Diversos bancos como Bradesco, Itaú, Pan, Banco Mercantil do Brasil, C6 Bank, dentre outros, suspenderam nesta sexta-feira (17) suas operações de empréstimo na modalidade consignado. A suspensão ocorre em decorrência do Conselho Nacional de Previdência Social ter aprovado uma redução nos juros do empréstimo consignado do INSS.
O Banrisul, segue operando normalmente o crédito consignado INSS em sua rede de atendimento própria, formada por agências, postos bancários e aplicativo. No entanto, novas operações dessa modalidade foram suspensas pela Bem Promotora, um dos canais de relacionamento do Banrisul.
Executivos do setor já vinham alertando ao mercado e ao governo sobre o risco de corte da oferta desse tipo de produto de empréstimo caso houvesse a redução dos juros. A avaliação dos executivos do setor é a de que a margem do produto tenderia ficar negativa com a dimiuição dos juros, o que poderia tornar inviável a concessão de crédito para uma parte dos aposentados, em especial aqueles que apresentam maior risco de inadimplência.

O Banco Mercantil, cujo foco de atuação é sobre o público acima de 50 anos, diz que a suspensão pode ser temporária. “Estamos avaliando a situação e ajustando o produto às novas condições. O cartão consignado e as demais modalidades de crédito pessoal continuam vigentes“, diz o banco. O Banco Pan também se posiciona com uma suspensão temporária para adequações necessárias às novas regras.
A Febraban ainda não se posicionou sobre o movimento de suspensão dos consignados pelos bancos. Em nota, a federação afirmou que cada instituição tem sua estratégia comercial e garante não ter havido qualquer decisão coletiva.
“Os bancos que ofertam o consignado não reportaram à Febraban a suspensão da linha de consignado para aposentados do INSS“. “Como essa decisão não é uma iniciativa setorial, cada banco tem sua política comercial de concessão de crédito, não cabendo reportar à Febraban as linhas de crédito que concedem ou deixam de conceder“, diz o comunicado.
Ainda nesta semana, a Febraban divulgou um comunicado em que já apontava preocupação com o risco de suspenção dos consignados.
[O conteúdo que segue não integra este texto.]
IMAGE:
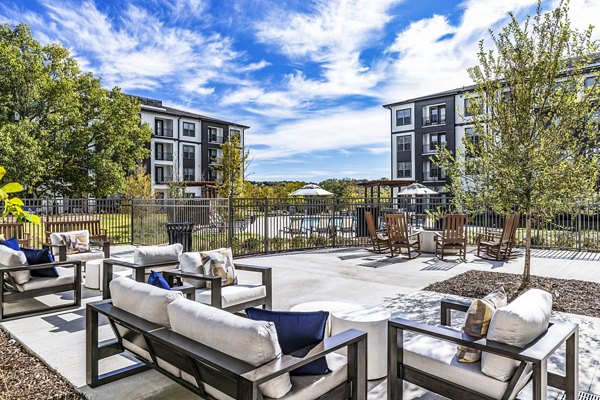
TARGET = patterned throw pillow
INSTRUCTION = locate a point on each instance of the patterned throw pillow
(219, 263)
(478, 320)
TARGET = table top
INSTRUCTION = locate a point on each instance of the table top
(363, 314)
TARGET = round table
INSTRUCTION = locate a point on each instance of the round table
(372, 320)
(329, 306)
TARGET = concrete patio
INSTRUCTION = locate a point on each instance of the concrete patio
(351, 275)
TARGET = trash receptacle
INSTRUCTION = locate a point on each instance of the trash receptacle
(181, 232)
(361, 224)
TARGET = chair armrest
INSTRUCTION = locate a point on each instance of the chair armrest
(288, 363)
(538, 350)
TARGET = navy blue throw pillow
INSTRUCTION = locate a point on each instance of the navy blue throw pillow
(11, 243)
(156, 279)
(298, 333)
(43, 256)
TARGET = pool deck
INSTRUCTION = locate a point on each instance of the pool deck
(351, 275)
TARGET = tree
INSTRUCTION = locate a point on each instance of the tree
(61, 132)
(232, 166)
(533, 122)
(138, 185)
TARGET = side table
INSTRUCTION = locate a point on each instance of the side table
(372, 320)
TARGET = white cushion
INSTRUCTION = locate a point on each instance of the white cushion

“Os patamares de juros fixados não suportam a estrutura de custos do produto e os novos tetos têm elevado risco de reduzir a oferta do crédito consignado, levando um público, carente de opções de crédito acessível, a produtos que possuem em sua estrutura taxas mais caras (produtos sem garantias), pois uma parte considerável já está negativada“, diz o comunicado.
Outra entidade do setor que representa bancos de pequeno e médio porte, a ABBC (Associação Brasileira de Bancos), também divulgou comunicado semelhante sobre riscos de haver suspensão do produto.
“A redução traz riscos à continuidade das suas atuações nesta operação com a implementação dos novos tetos, o que poderá resultar em concentração de mercado em poucos bancos, prejudicando a concorrência na prestação de serviços ao aposentado, em especial para o público não-bancarizado“, diz o comunicado da ABBC.
É importante ressaltar que, embora a suspensão dessa medida possa prejudicar uma parcela vulnerável da população, como os aposentados que dependem desse tipo de crédito para necessidades médicas por exemplo, por outro lado, pode representar um alívio para os superendividados que só conseguem obter empréstimos nessa modalidade.
Muitos aposentados acabam se prejudicando ao comprometer uma margem significativa de suas rendas com empréstimos consignados. Esse público acaba por cair em um ciclo vicioso de dívidas se tornando vítimas das ofertas de consignados, muitas vezes realizadas por captação ativa via ligação de call centers.
É fundamental encontrar um equilíbrio que atenda às necessidades daqueles que realmente precisam de crédito consignado, sem expor a população a um cenário de endividamento crescente e insustentável e principalmente, sem os coagir por meio de ligações com ofertas.